We stayed at the Main Street Station, a hotel in downtown Las Vegas. It is one of the Boyd properties. The Boyd family has made a niche in Vegas by marketing their properties to people from Hawaii. I’m not sure if this is true, but my brother says that there are 35,000 people from Hawaii at any given time in Vegas. I’ve never really been able to understand why this city is so popular with people from Hawaii. The California Hotel, another Boyd hotel, is full of people from Hawaii. The menu in their coffee shop consists of local favorites like saimin, oxtail soup and Spam. Cheap packages are marketed through their travel company, Vacations Hawaii. My package was $650 and included roundtrip airfare, four nights in the lovely Main Street Station, transportation to and from the airport and meal tickets that can be used at any of the Boyd hotels.
I find downtown really depressing. Strip clubs, old casinos and hotels – charming? Maybe. People don’t look particularly alive as they sit staring at a slot machine or a game of video poker. Even at the "live" games such as black jack, poker and craps people didn’t seem happy or sad or alive. Judging…judging. That’s what I did.
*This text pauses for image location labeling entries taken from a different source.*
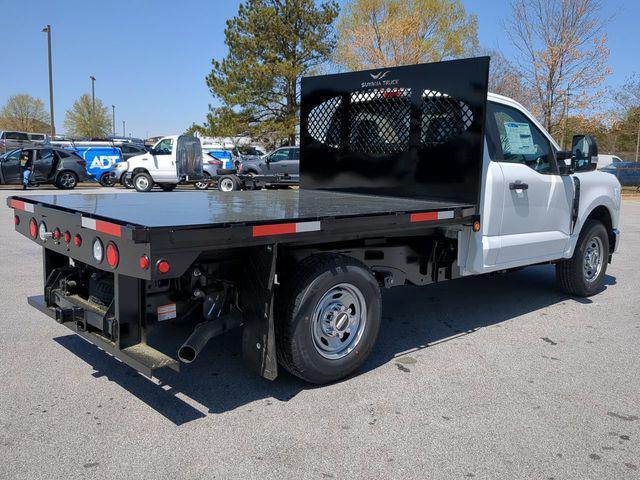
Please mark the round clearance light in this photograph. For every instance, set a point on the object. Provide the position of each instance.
(33, 228)
(98, 251)
(163, 266)
(113, 257)
(42, 231)
(144, 262)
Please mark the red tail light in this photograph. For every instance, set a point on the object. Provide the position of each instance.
(163, 266)
(33, 228)
(144, 262)
(113, 256)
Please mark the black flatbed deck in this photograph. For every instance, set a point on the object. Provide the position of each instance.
(180, 210)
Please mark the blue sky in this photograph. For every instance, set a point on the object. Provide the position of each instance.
(150, 57)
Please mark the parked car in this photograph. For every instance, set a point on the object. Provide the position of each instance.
(627, 173)
(283, 161)
(605, 160)
(12, 140)
(210, 167)
(57, 166)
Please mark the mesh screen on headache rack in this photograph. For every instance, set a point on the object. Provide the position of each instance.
(413, 131)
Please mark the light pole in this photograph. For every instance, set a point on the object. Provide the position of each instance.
(47, 30)
(93, 106)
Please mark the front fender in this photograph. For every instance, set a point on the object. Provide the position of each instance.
(596, 189)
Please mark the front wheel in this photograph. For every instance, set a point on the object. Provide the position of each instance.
(228, 183)
(328, 317)
(203, 184)
(583, 274)
(105, 181)
(126, 181)
(143, 182)
(66, 180)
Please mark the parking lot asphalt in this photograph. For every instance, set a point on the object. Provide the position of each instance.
(498, 377)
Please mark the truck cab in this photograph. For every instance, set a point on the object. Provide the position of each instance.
(528, 193)
(173, 159)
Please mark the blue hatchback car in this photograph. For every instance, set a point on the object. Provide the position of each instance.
(627, 173)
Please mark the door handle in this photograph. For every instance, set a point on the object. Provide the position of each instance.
(518, 185)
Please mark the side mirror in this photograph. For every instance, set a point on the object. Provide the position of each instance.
(566, 162)
(584, 152)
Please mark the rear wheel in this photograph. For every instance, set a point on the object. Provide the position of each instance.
(66, 180)
(228, 183)
(203, 184)
(143, 182)
(328, 317)
(583, 274)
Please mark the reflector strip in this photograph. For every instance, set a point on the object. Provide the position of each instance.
(102, 226)
(20, 205)
(431, 216)
(285, 228)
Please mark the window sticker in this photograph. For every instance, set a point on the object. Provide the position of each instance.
(519, 139)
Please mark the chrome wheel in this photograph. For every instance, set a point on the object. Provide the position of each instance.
(593, 259)
(338, 321)
(226, 185)
(142, 183)
(67, 180)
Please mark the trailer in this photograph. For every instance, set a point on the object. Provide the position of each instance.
(397, 188)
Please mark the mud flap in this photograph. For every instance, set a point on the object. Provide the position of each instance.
(256, 297)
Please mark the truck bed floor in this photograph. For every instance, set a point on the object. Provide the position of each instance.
(213, 208)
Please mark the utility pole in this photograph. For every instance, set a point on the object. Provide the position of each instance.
(638, 140)
(566, 119)
(93, 106)
(47, 30)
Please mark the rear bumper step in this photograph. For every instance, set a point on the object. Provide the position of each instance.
(140, 357)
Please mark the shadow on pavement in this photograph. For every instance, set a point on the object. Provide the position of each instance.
(413, 318)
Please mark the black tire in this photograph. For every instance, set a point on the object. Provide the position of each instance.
(573, 274)
(143, 182)
(105, 181)
(315, 278)
(66, 180)
(228, 183)
(205, 183)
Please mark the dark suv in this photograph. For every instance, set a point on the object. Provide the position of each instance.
(282, 161)
(56, 166)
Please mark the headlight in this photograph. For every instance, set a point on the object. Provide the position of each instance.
(98, 251)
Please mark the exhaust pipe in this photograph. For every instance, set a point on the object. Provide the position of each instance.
(215, 324)
(203, 332)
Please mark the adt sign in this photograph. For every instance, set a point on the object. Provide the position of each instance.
(99, 159)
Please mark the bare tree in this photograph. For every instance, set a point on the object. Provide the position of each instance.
(627, 99)
(562, 52)
(26, 113)
(386, 33)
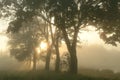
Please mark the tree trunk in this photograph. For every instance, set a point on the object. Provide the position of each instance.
(34, 61)
(71, 46)
(57, 64)
(73, 61)
(47, 65)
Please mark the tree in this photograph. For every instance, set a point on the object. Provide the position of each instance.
(73, 14)
(24, 42)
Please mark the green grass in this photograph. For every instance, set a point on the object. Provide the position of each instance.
(41, 75)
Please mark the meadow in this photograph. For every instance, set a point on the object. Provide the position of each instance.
(30, 75)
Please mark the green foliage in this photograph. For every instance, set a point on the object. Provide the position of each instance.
(23, 43)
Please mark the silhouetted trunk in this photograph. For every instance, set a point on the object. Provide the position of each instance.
(47, 64)
(73, 60)
(34, 61)
(57, 64)
(71, 46)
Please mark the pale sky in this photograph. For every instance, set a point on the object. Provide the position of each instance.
(93, 54)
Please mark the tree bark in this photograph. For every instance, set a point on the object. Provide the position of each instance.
(47, 64)
(57, 65)
(34, 61)
(72, 49)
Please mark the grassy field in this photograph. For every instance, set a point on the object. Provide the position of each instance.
(45, 76)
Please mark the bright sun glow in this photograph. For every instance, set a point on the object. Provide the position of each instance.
(89, 35)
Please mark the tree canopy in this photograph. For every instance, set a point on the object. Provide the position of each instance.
(72, 15)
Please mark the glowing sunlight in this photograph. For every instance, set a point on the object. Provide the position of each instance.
(89, 35)
(3, 42)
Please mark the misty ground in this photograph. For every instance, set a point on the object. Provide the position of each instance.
(85, 74)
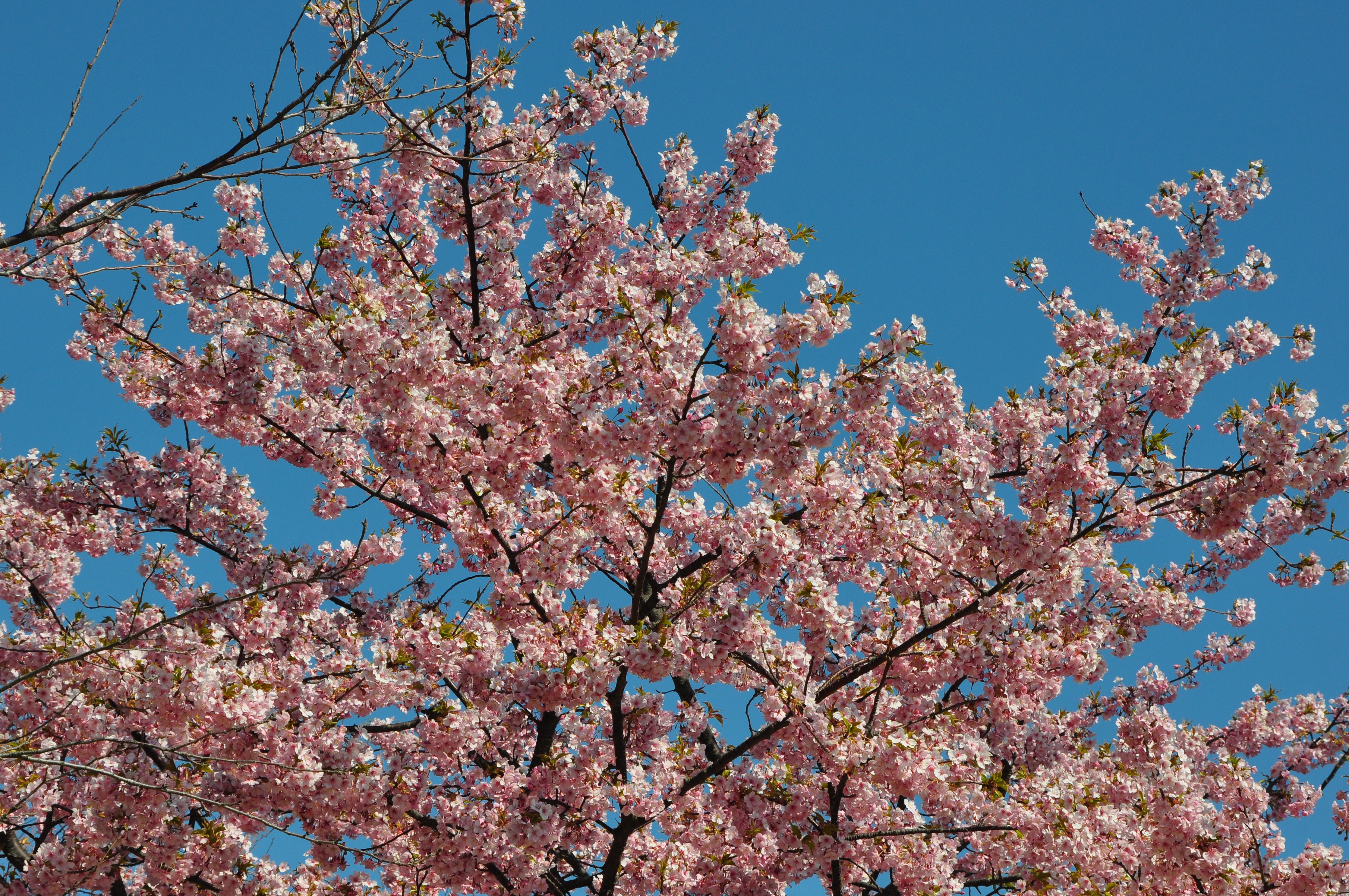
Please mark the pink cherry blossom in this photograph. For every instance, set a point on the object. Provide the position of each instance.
(891, 585)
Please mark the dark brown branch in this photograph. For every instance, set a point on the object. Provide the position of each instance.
(547, 727)
(734, 753)
(616, 710)
(156, 756)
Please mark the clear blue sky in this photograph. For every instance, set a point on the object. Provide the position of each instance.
(927, 144)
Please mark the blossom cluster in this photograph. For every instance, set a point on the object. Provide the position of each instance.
(559, 428)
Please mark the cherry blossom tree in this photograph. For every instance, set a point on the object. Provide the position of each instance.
(618, 415)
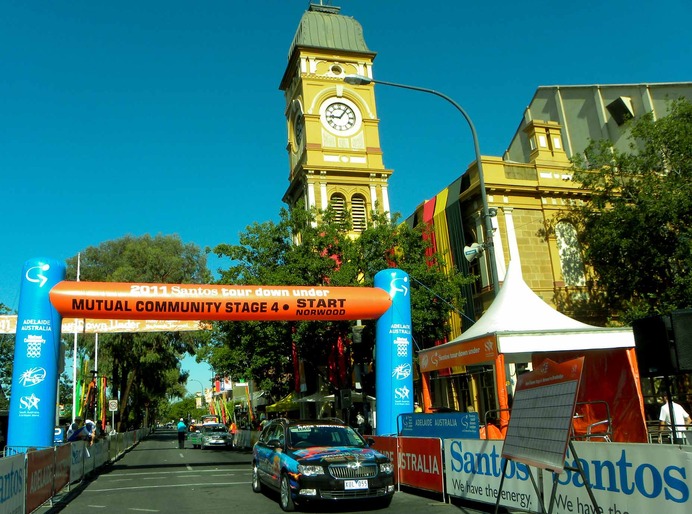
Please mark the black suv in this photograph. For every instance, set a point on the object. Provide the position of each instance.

Why are these people here? Do they hope that today, on this trip they will win the "big one?" My parents have been coming here a few times a year. They aren’t big gamblers. They are extremely conservative with their money and would never gamble away their house or anything close to that. They bring a set amount of money that they are prepared to lose. Safe. Maybe they’ll win…that would be good. But if they lose, that’s okay, too.
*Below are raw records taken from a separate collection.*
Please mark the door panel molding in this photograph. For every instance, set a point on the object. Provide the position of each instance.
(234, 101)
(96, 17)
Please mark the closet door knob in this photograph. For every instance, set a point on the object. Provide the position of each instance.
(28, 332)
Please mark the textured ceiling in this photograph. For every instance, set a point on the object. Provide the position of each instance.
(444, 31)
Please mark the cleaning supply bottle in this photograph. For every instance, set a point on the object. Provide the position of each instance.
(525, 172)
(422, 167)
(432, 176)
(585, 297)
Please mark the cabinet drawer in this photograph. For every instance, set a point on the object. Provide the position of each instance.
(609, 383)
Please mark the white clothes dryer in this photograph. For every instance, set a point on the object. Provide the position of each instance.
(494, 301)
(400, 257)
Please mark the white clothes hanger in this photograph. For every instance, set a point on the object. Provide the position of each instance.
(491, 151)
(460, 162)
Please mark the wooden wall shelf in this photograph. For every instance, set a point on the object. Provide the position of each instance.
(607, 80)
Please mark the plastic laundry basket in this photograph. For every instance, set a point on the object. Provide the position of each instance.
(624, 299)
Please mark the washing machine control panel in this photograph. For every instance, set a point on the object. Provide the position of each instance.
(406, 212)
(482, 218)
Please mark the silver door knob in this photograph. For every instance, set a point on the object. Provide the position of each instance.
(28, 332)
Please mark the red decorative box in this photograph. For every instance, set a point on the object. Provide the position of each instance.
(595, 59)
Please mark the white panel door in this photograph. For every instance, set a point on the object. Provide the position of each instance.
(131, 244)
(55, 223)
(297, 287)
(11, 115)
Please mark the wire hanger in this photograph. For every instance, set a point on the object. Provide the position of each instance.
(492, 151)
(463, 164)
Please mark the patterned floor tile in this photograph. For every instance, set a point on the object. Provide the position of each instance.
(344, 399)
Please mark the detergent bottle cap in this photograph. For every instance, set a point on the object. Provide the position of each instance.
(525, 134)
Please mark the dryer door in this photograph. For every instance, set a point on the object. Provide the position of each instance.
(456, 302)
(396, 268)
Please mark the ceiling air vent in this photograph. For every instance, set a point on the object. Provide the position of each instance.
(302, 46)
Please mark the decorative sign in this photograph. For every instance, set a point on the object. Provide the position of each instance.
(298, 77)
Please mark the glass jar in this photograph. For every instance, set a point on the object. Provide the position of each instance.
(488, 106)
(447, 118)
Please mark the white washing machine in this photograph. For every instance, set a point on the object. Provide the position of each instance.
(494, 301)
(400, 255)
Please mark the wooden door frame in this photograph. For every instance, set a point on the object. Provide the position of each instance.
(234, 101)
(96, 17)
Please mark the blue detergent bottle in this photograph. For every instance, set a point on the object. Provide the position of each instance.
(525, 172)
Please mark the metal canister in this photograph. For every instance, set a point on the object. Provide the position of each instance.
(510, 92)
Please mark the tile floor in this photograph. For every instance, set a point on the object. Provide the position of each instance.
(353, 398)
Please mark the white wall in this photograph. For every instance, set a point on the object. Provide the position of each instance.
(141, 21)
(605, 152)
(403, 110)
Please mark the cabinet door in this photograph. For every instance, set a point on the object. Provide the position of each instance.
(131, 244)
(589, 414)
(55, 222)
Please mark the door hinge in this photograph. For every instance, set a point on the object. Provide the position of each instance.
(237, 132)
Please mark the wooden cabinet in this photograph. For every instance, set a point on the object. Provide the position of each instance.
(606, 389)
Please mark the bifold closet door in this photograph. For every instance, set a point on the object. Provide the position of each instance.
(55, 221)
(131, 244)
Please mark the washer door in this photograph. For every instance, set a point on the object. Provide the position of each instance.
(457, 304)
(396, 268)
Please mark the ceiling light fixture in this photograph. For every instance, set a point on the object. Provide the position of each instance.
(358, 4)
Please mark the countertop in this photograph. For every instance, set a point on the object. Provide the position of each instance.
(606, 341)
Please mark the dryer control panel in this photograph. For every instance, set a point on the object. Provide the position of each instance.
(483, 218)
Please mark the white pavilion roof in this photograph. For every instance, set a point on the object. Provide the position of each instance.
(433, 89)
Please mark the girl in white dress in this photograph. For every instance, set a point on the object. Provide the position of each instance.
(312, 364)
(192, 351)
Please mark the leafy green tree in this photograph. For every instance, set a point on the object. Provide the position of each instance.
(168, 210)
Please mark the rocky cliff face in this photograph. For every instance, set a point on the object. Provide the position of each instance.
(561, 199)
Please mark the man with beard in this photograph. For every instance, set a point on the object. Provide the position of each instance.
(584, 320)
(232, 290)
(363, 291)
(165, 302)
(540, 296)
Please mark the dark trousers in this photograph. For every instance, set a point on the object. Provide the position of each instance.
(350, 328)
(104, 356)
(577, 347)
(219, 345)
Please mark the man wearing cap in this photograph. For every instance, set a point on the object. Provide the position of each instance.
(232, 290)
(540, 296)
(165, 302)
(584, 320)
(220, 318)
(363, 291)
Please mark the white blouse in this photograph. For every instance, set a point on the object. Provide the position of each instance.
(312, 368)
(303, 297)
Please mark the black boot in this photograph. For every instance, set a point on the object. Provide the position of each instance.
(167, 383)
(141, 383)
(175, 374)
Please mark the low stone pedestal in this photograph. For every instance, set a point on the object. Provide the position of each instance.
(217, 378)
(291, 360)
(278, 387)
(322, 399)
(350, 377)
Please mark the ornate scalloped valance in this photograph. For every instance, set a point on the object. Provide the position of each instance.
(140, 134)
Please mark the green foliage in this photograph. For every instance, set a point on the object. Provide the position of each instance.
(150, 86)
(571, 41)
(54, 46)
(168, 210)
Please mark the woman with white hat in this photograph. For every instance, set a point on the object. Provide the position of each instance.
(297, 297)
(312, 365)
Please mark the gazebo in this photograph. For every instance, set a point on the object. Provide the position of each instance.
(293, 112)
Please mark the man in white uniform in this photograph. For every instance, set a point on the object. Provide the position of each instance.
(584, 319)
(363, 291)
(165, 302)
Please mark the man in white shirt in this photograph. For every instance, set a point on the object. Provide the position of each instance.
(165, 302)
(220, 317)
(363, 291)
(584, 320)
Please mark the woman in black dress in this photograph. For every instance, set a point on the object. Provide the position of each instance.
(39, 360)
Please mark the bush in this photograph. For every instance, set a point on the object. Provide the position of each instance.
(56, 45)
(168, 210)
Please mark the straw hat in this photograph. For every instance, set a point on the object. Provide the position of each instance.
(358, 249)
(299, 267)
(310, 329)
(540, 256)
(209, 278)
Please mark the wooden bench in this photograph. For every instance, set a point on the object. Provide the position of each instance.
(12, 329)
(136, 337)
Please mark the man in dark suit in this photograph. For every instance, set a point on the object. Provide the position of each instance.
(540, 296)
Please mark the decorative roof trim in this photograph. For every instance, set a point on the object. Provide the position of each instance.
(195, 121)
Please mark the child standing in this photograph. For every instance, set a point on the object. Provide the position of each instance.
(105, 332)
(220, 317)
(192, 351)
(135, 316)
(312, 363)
My Uncle Hitoshi and Auntie Dot drive from Huntington Beach to meet my parents. This time because of dad’s diagnosis, Uncle Taka and Auntie Leatrice from Sierra Madre and my cousin, Tracy and her husband, Rob from Oceanside drove up. The aunties stayed with mom and helped her play video poker. She has a hard time figuring out what button to press, but they are so patient with her. Uncle Hitoshi kind of herds the pack around. He leads and gives directions as my brother drives. I’m not sure how he makes it there from California as he is blind in one eye and partially blind in the other…still driving. Uncle Taka is a regular at the California Hotel and gets us reservations and special comps for dinner and breakfast.
It felt good to be surrounded by and supported by family. I am so grateful for my dad’s family. His brothers are like him…good natured, helpful, unconditionally supportive. Their wives are cheerful bright and healthy. Auntie Dot was a nurse and she helped a lot. Auntie Leatrice was a teacher so her patience with mom on the machines taught me a lot.
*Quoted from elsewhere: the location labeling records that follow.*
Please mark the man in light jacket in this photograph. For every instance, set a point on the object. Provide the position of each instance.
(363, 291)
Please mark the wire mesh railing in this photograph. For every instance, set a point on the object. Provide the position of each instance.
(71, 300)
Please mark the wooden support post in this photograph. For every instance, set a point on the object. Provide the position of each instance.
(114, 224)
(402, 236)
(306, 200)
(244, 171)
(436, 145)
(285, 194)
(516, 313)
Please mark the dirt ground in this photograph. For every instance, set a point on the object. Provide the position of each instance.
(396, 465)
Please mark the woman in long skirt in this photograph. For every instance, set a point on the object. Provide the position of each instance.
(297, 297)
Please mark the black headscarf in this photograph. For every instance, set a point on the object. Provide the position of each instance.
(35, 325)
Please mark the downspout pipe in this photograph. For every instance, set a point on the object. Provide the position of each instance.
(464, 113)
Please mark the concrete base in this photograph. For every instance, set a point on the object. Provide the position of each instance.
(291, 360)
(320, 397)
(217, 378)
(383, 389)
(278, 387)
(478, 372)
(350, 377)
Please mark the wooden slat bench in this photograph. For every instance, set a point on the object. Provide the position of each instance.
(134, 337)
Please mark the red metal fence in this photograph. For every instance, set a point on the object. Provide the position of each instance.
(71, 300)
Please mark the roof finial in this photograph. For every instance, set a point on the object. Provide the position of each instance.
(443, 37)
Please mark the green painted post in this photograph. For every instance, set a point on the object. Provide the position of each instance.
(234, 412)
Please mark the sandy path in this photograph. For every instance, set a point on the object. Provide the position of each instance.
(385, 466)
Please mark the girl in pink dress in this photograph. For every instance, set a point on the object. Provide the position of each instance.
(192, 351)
I loved spending time with my brother, Keith. He’s a typical Aragaki guy. Like my dad and uncles, he’s just a good guy. My grandfather was like that. He got sick on the third night and went to his room without eating dinner. My brother is all about food so I knew that he really felt bad. Not this! I was worried and scared that night and the next day when he didn’t get out of bed. He couldn’t eat and thought he wouldn’t be able to make the plane ride home. Luckily, he felt better…enough to come home with us. He leaned on the seat in front of him for most of the ride so I knew he wasn’t feeling well. He’s okay now.
The hardest thing was watching my dad struggle. He had no energy and just plain didn’t feel good. His appetite is gone. I bought him power bars to eat between meals because he definitely wasn’t getting enough food. No matter how he felt, he joined us for every meal and every outing. He napped with mom in between.
We returned home on Wednesday and yesterday he had a port "installed" for his chemo treatments. Today we’re meeting with his oncologist and chemo begins on Monday. I’m just hoping that he responds to treatment…that the chemo will shrink the cancer cells so that he’ll feel better. It’s a journey our family is making together. I’m trying to take one step at a time…not looking too far ahead.
The interesting thing that has happened is that my feelings are right there on the surface. The feelings well up when I see my dad struggle to move or my mom struggle to remember. The feelings also well up when I see a beautiful sky or notice the trees and mountains. Interesting life is.